In the past, when dealing with such rather isolated incidents, your predecessors ruled: "There was some doubt whether the convention of budget secrecy falls within the area of privilege". In fact, that is a quote which can be found in Jurisprudence parlementaire de Beauchesne , with which I am sure other members are familiar.
I quickly realized, and I am sure you will too, Mr. Speaker, that the very nature of this revelation makes this case a precedent which stands by itself. Never have we had, as far as I know in any research that we have done, any situation where a specific member of Parliament has boldly admitted to having obtained privileged information relating to the budget before it was formally announced. Nor are there any precedents where a whole caucus of this place, according to the statement made by the hon. member for Guelph-Wellington, was actually informed in advance of the contents of the budget. I have not found any precedents in that regard.
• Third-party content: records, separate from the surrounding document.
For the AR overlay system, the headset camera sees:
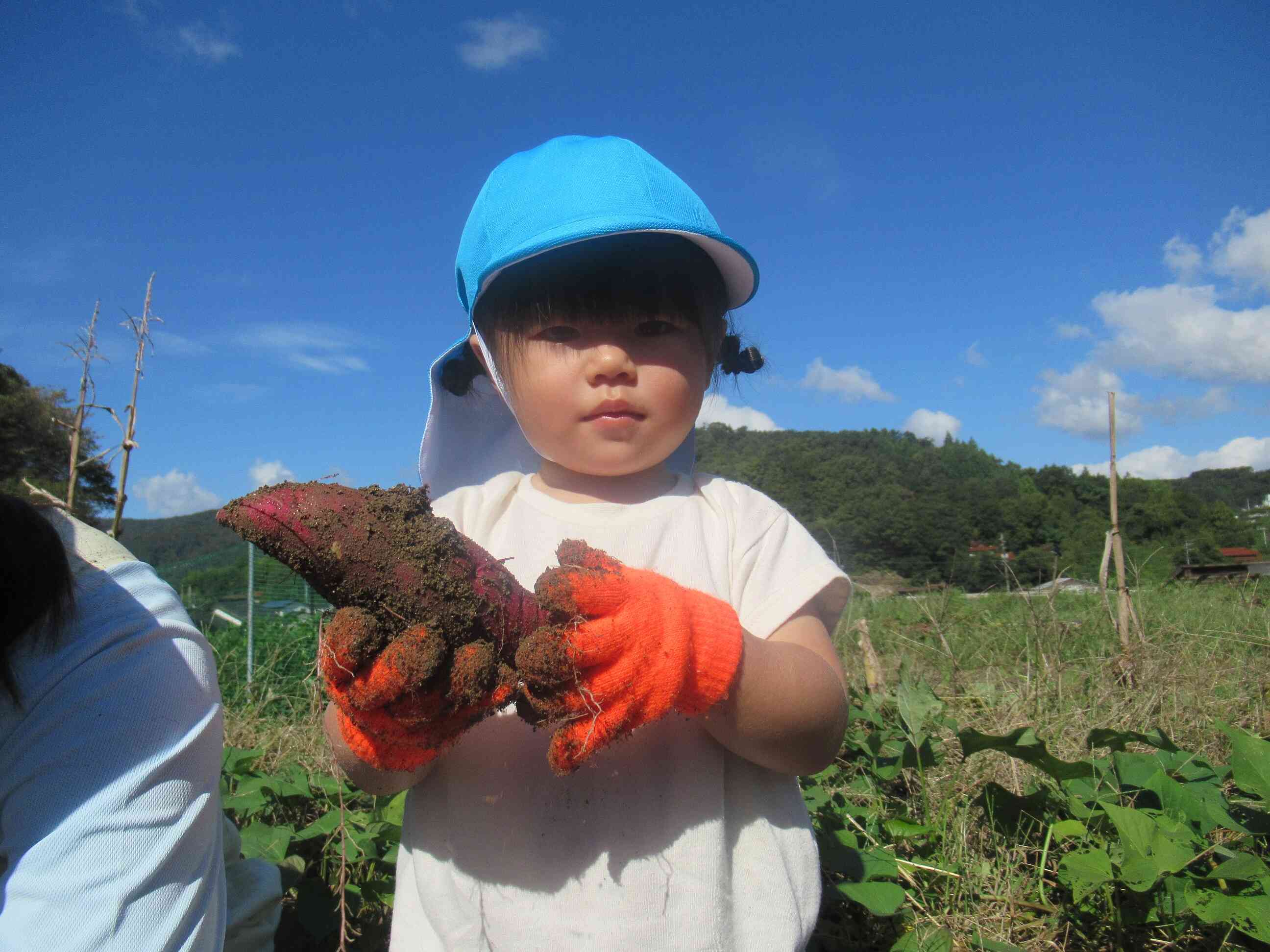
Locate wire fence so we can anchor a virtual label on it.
[155,542,332,684]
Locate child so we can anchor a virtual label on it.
[326,136,851,952]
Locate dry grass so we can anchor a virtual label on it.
[219,580,1270,952]
[836,584,1270,952]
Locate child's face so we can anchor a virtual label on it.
[474,316,712,476]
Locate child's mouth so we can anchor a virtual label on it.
[582,400,644,420]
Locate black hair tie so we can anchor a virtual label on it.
[719,334,763,373]
[440,344,485,396]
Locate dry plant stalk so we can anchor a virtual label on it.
[1102,391,1143,687]
[22,476,70,509]
[856,618,886,694]
[62,298,109,509]
[111,278,163,538]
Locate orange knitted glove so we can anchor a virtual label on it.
[318,608,515,770]
[515,540,742,774]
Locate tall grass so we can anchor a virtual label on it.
[210,581,1270,952]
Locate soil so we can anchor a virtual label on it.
[216,482,547,697]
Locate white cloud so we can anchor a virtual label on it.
[1034,363,1142,439]
[799,357,895,404]
[1209,208,1270,291]
[1072,437,1270,480]
[1143,387,1234,420]
[459,17,547,70]
[961,340,988,367]
[176,20,243,64]
[291,354,369,373]
[1054,324,1094,340]
[1094,285,1270,383]
[245,324,369,373]
[904,409,961,446]
[246,457,296,489]
[697,394,781,431]
[136,470,221,517]
[1165,235,1204,283]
Mr. Speaker, we have nowhere to turn but to you. We are not in the presence of a leak of a titbit of information to a controlled number of people for what has never been more than a very short period of time, like the situations we have faced in the past. Neither have we ever been in the presence of what I reasonably fear to be a concerted effort on the part of someone to give a
great deal of information to the largest body of members in the House, namely the Liberal caucus, at a day and time we can only yet still ignore.
I will not get into all the questions that this situation brings up, and you will know that there are many dimensions to this question. They are all very grave. Most of the time they have called for the resignation of the Minister of Finance.
I want to raise a very specific issue in regard to this principle. I am putting this question of privilege because I believe that the matter I am talking about poses a grave hindrance to my ability to accomplish my duties as a member of Parliament for the riding of Sherbrooke.
It is greatly troubling to me, should such actions be found to be true, that the people of my riding and all Canadians would find disrepute and maybe even contempt for this place. In such circumstances I fail to see how any of us would be able to accomplish our work properly. That is surely a question of privilege for myself and for every person here.
Even more sad is what this could mean for free speech. I respectfully ask that you consider in your ruling whether debate in this House can be truly free, frank and sincere if members are led to believe that the contents of the budget that are supposed to be secret for all, without exception, when in the end the truth is revealed to us that the members of the governing party were privy to a special complicity with the Minister of Finance.
The budget is at the heart of why we sit in Parliament. It is at the very heart of what this parliamentary institution is all about. We are here to vote on behalf of our constituents the moneys that allow us to live in a democracy and not pursuant to the whims of an all powerful despot.
That is why the first Commons took away powers from the monarch and that is why this member is claiming back those privileges today. I respectfully ask that you consider this matter, Mr. Speaker, with great attention, urgency and severity.
In conclusion, what we are facing today as a question of privilege is a situation where certain members of the House of Commons, namely the Liberal caucus, according to a public admission by the member for Guelph-Wellington, received privileged, secret information before budget day to the detriment of the members who sit on the opposite side of the House.
Based on that fact, Mr. Speaker, I ask you to rule on this question of privilege.